#Cloud computing, e-commerce, the mobile internet, artificial intelligence, machine learning, and the Internet of Things trigger changes in business models and blur the boundaries of industries. Genomics, nanotechnology and robotics question what is ideally described as the scientific method. The human being is subjected to upheavals of such magnitude in his double profile of man who makes and man who thinks. The first, the Homo laborans, questions the ‘how’ the mutations happen; the second, the Homo faber, the ‘why’. Are the two personalities compatible? Do the ‘how’ of making new things efficiently and the ‘why’ of ‘making thinking’ to transform the reality coexist in the same person?
Two diametrically opposed scenarios are posed by such questions. Their description evokes Richard Sennett’s essay ‘The Craftsman’ (2008), which takes up and critically comments on ‘The Human Condition’ (1958) by Hannah Arendt (1906-1975). One scenario is similar to that of the two seas that never mix. Homo laborans sails in the sea of ‘making things’ where work is an end in itself, and is dictated by the needs imposed by technology. Subjected to technology or pleasantly attracted by it, we are ‘Animal laborans’, as Arendt would say, being enslaved to the tasks we are immersed in by the will of technology. Our doing is comparable to the manual work of past industrial revolutions. Think, for example, of the smartest machines, which can alert their human handlers when they need maintenance, or the cyborg, bionics and computer prosthesis, which give the human body the characteristics of the machine. With the help of technology, Homo faber navigates in the sea of ‘making thinking’, whose mind always finds inspiration that leads to make discoveries. Here, among the various characters, stand out the figures of poets, philosophers, sculptors, painters, dancers, playwrights, filmmakers, video artists, documentarians, artists of sound and performance, and historians. In this scenario technology and humanism do not meet. Technology guides the hand of those who have to do concrete, material things. Humanism shifts attention from the hand to the head from which innovative thoughts arise.

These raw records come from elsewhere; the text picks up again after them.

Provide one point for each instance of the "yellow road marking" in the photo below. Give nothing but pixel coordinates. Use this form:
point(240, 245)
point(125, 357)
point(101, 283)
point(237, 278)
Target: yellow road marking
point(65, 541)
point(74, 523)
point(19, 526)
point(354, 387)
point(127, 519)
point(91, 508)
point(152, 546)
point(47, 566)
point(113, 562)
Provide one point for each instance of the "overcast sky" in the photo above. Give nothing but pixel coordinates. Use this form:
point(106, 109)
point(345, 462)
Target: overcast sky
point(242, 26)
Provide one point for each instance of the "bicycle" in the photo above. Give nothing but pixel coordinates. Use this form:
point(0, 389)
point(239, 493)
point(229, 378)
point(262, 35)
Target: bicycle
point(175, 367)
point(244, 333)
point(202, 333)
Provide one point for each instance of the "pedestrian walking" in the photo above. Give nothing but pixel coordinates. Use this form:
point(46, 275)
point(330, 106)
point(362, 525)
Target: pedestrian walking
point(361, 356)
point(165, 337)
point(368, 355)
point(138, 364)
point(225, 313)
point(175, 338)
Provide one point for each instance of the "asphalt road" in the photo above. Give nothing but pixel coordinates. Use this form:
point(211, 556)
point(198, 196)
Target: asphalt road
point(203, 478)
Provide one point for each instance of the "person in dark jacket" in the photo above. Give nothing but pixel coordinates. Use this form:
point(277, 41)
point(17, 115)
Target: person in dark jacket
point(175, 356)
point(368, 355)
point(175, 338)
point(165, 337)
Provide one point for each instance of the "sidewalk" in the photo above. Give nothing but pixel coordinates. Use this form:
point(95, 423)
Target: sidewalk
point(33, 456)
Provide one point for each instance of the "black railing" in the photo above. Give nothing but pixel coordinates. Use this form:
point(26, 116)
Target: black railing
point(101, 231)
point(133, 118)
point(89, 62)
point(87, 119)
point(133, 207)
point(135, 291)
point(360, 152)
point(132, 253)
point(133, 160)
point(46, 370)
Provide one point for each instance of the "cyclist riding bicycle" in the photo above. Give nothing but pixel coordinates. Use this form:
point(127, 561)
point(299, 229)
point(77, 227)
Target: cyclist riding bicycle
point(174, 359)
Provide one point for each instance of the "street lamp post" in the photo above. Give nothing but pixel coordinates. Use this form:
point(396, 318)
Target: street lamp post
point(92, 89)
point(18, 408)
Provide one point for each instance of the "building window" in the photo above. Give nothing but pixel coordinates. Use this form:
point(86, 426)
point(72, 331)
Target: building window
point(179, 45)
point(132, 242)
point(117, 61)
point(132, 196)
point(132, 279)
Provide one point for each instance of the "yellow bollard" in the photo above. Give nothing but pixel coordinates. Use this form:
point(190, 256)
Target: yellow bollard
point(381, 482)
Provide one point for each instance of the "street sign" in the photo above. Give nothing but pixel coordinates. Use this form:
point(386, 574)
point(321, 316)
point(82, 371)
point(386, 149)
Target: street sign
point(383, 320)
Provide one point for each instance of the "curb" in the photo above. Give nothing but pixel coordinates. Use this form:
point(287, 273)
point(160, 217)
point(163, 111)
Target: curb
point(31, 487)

In the alternative scenario, the digital revolution celebrates the figure of the craftsman whose ‘hand-working’ and ‘thinking head’ are intimately connected, as argued by Sennett. Thus, the Renaissance workshop is re-evaluated. Here, experiments in making physical things provided information then processed by the mind and translated into innovations. The technique used by the craftsman to make things well is material culture that develops the ability to create mental images without the use of the senses, and vice versa. According to this vision, the digital factory is the place of return to the craft prior to the age of mechanization inaugurated with the first industrial revolution, which generated a bottleneck between making and thinking – a mental impairment, in Sennett’s words, that takes the learning away.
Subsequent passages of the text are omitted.